Hi
I am playing with searching over annotated text - that is some stream of
text is indexed under one field, and I have annotations indexed under
another field. The annotations are indexed with custom positions that I
inject, based on the original position of the text.
So for example I might have a piece of text "brown fox" at positions 15,16
that is annotated as "nickname". In that case the annotation constitutes
two terms: annot:nick and annoth:/nick in positions 15 and 16 respectively.
I then implemented a variation of a span query which I call SpanWithinQuery
which allows me to search for "fox WITHIN nickname". The way it's
implemented is a SpanNearQuery on annot:nick and annot:/nick, and whenever
a match is found for 'fox', it makes sure that the position falls within
the range of the nick annotation. Quite simple.
The problem I ran into is when the annotation spans a single position, in
which case the start and end annotation are indexed in the same position.
So e.g. in the example above, if "brown" was further annotated as "color",
I'd have annot:color and annot:/color indexed in position 15. Now when I
execute a SNQ(annot:nick, annot:/nick, slop=MAX_INT, ordered=true), I get 0
results.
I tracked this down to NearSpansOrdered.docSpansOrdered(), which documents
and implements the check to require that if the spans start in the same
position, their end position must not be the same.

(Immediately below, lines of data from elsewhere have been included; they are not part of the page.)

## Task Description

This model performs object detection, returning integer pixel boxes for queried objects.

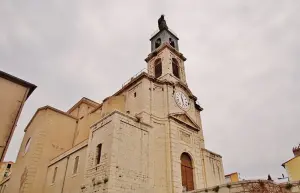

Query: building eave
[281,156,300,168]
[67,97,99,113]
[0,70,37,99]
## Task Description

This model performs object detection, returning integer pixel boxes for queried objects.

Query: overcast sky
[0,0,300,181]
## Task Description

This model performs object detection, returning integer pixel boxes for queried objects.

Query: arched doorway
[180,153,194,191]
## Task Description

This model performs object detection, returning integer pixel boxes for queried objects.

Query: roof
[0,70,37,99]
[281,156,300,167]
[67,97,99,113]
[24,105,78,132]
[225,172,238,177]
[150,28,179,41]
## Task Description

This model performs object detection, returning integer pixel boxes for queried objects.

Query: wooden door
[181,153,194,191]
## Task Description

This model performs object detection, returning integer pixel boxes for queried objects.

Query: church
[4,15,225,193]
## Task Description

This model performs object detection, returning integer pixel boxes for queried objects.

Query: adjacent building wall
[8,106,77,193]
[44,141,87,193]
[0,71,36,161]
[193,180,291,193]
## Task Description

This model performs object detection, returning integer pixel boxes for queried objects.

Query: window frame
[73,156,80,174]
[154,58,162,78]
[172,58,180,79]
[51,166,58,184]
[23,137,32,155]
[96,143,102,165]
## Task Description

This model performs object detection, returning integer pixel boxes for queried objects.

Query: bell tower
[145,15,187,84]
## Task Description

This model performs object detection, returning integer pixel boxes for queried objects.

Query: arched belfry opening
[154,58,162,78]
[155,38,161,49]
[180,153,194,191]
[169,38,175,48]
[172,58,180,78]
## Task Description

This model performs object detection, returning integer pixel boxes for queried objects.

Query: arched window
[24,137,31,155]
[180,153,194,191]
[52,167,57,184]
[172,58,180,78]
[155,38,161,49]
[154,58,162,78]
[73,156,79,174]
[1,184,6,193]
[169,38,175,48]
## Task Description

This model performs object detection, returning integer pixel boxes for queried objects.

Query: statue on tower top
[158,15,168,31]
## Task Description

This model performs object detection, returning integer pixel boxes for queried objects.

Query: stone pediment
[169,113,200,131]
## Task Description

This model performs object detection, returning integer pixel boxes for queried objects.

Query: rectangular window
[96,143,102,164]
[52,167,57,183]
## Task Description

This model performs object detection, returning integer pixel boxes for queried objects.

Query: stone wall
[191,180,291,193]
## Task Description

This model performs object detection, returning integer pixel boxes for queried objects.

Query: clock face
[174,91,190,110]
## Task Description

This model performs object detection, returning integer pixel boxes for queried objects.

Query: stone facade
[6,16,224,193]
[193,180,296,193]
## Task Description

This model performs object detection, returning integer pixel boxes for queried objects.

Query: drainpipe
[61,156,70,193]
[202,157,207,188]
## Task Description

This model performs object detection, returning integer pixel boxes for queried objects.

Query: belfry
[3,15,225,193]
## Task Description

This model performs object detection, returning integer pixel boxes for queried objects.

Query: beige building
[0,71,36,161]
[5,17,225,193]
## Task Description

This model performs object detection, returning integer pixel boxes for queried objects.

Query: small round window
[24,137,31,155]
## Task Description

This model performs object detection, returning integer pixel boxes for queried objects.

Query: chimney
[293,144,300,157]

If you forget about all the preface I wrote above, I have a basic question
about the semantics of SNQ. I tried a simple case -- SNQ("fox", "fox") and
I get 0 results. Is this a bug in SNQ itself, or it's not built to find
spans that are identical in their start/end positions, and I should use
another variant of SpanQuery?
BTW, I'm aware that the way I play with the annotated text could probably
be done in other ways, e.g. index annot:color with a payload with the span
range, but for now I'd like to know if SNQ (or NearSpansOrdered) has a bug.
Shai